IMO we don't have the people-time to maintain several release branches over any time in order to support older major versions. We barely do this (LTS) for prometheus itself.

Yes. But equally we don't have people-time to deal with the common upgrade breaking other people code the moment they upgrade client_golang (e.g. https://github.com/prometheus/client_golang/releases/tag/v1.21.0) which suppose to be stable. It just feels like a ticking bomb.

Also, how do you define breaking? Just function signatures? Structs? Just function removals? There are lots of small things that could be breaking or deprecated. Any behavior change comes with concequences.
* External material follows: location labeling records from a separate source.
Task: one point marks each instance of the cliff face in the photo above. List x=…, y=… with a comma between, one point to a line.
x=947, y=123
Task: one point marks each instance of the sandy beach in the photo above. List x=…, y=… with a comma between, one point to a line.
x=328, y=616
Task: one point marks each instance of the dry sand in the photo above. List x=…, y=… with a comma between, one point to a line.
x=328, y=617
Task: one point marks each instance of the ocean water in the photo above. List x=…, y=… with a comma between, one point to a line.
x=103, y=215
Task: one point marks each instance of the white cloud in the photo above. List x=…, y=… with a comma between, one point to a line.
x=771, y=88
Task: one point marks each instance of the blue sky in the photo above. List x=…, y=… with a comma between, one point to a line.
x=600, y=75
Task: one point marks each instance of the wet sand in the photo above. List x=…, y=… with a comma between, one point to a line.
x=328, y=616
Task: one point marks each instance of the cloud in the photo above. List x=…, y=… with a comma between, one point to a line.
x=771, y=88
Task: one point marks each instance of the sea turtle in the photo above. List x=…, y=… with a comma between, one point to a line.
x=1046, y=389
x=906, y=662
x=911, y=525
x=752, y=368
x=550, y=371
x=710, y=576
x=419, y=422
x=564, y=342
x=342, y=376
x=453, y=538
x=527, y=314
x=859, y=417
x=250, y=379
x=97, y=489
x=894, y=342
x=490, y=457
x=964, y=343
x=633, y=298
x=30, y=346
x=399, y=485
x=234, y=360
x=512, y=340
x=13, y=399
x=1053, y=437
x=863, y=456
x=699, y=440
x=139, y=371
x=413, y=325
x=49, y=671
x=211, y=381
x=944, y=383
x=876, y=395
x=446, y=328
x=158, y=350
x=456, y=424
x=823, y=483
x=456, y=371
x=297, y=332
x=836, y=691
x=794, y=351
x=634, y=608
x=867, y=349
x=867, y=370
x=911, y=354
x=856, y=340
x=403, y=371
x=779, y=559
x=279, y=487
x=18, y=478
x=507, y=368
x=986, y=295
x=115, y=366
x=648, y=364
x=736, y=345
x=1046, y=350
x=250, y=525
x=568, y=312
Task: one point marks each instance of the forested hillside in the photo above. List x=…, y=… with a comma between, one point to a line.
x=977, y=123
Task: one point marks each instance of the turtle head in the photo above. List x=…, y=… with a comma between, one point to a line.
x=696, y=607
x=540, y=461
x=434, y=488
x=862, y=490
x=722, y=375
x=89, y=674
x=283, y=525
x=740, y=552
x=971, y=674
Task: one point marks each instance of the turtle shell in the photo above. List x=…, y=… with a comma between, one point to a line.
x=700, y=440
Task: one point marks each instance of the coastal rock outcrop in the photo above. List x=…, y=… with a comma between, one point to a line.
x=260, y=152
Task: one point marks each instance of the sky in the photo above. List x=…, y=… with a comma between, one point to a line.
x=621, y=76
All of the above like client_golang is enduring for years, with all it's glory and flaming feedback when we break people by mistake 🙃 (or intentionally - sometimes you do break but you make it clear and loud, and you give mitigation plans).

bwplotka avatar Apr 01 '25 22:04 bwplotka

One alternative is for client_golang to stop depending on prometheus/common which might be the desired outcome here. We could vendor what we need if API stability is not on the roadmap for this module.

I definitely agree common has so many different packages with variety of stability needs.

bwplotka avatar Apr 01 '25 22:04 bwplotka

If anyone is interested on why stability of Go libs is essential, feel free to read a short story from @dims on k8s channel: https://kubernetes.slack.com/archives/CHGFYJVAN/p1741621071818569

bwplotka avatar Apr 08 '25 10:04 bwplotka

Just linking another argument for v1. By chained dependency, stable Otel Go SDK depends on stable client_golang which depends on unstable common which causes some deprecation risks.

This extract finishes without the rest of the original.